È inevitabile che alcune funzioni vengano sostituite dalle macchine, a loro volta sempre più autonome e in grado di fare più cose in modo flessibile, “intelligente”, come si dice. Compito dell’impresa è allora occuparsi, insieme alla scuola, quello di formare Persone 4.0 per l’Industria 4.0, che non è solo un fenomeno tecnologico ma, al contrario, culturale, dove alle competenze tecniche andranno sempre più affiancate le soft skill, che sono incredibilmente “umane”. Ma è anche compito delle aziende investire in formazione continua per i propri dipendenti, in modo che siano riqualificabili e spostabili su altre, nuove mansioni quando necessario. La capacità di apprendere tutta la vita, di essere flessibili e resilienti fanno proprio parte di quella lista di soft skill stilate dal World Business Forum come necessarie per l’Industria 4.0 entro il 2020.
Problem solving in situazioni complesse, pensiero critico, creatività, gestione delle persone, sapersi coordinare, intelligenza emotiva, capacità di giudizio e decisionismo, orientamento al servizio, negoziazione, flessibilità. Non è un po’ chiedere l’impossibile?
Sono tutte capacità che sembrano davvero dei super poteri nelle mani di super eroi: creatività, problem solving, intelligenza emotiva e via dicendo, tutte competenze molto legate alla resilienza e alla relazione tra le persone, dimensioni nuove da creare tra le persone. Il vero problema, infatti, è trovare figure così ben preparate e allenate al nuovo modo di produrre e di lavorare insieme, un po’ dei superman confrontati con la disponibilità attuale di risorse.
Come far diventare questi supereroi la “normalità”?

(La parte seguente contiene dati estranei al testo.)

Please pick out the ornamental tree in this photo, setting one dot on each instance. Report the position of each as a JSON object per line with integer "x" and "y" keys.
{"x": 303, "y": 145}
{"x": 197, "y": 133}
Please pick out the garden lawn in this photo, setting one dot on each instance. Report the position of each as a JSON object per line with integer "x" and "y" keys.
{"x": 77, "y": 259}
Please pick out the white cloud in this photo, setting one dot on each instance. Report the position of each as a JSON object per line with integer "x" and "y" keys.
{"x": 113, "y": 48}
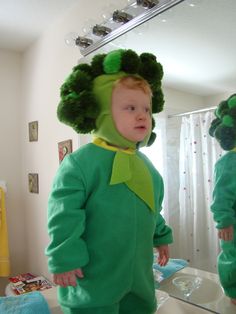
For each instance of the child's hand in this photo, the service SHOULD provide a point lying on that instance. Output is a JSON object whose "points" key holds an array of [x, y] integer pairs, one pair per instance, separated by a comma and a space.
{"points": [[226, 234], [163, 257], [68, 278]]}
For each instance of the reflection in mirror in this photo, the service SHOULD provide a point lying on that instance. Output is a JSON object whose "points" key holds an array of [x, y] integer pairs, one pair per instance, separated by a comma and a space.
{"points": [[195, 43]]}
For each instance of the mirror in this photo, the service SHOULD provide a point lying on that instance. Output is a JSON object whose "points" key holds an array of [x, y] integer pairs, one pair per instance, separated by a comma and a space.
{"points": [[194, 41]]}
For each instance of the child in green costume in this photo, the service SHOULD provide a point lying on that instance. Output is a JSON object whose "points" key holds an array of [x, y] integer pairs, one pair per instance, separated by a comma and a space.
{"points": [[104, 208], [223, 128]]}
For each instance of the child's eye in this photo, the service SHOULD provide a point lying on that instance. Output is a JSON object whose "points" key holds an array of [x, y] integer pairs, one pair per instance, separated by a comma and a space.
{"points": [[130, 108]]}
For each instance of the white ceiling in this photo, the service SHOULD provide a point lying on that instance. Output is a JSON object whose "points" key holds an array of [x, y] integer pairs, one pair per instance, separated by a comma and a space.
{"points": [[22, 21], [196, 45]]}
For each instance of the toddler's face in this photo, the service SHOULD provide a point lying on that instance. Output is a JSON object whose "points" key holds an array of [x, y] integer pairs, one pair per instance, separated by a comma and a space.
{"points": [[131, 111]]}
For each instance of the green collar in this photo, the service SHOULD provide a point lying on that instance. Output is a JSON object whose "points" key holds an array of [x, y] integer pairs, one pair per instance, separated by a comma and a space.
{"points": [[130, 169]]}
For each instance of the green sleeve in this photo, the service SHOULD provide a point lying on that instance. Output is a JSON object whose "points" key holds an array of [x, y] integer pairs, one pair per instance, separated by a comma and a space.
{"points": [[66, 219], [163, 233], [224, 193]]}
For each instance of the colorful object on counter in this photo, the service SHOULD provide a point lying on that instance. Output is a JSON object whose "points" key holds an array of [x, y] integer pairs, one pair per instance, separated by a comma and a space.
{"points": [[172, 267], [30, 303]]}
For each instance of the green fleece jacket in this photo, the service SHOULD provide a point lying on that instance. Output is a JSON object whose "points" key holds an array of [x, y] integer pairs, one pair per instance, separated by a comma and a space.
{"points": [[106, 230], [224, 194]]}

L’impresa sta rivestendo un ruolo sempre più sociale, un po’ per necessità ma anche per lungimiranza, con il compito della formazione ad hoc di queste nuove figure professionali, creando scuole e academy interne e sostenendo istituzioni esterne, proprio per formare i nuovi profili ibridi, tecnici specializzati con la visione d’insieme, con forti capacità relazionali, che usino empatia, problem solving e di team working nelle loro attività quotidiane. È un po’ tutto da costruire, ma chi arriverà prima avrà un vantaggio competitivo sugli altri. Anche questa è etica del lavoro.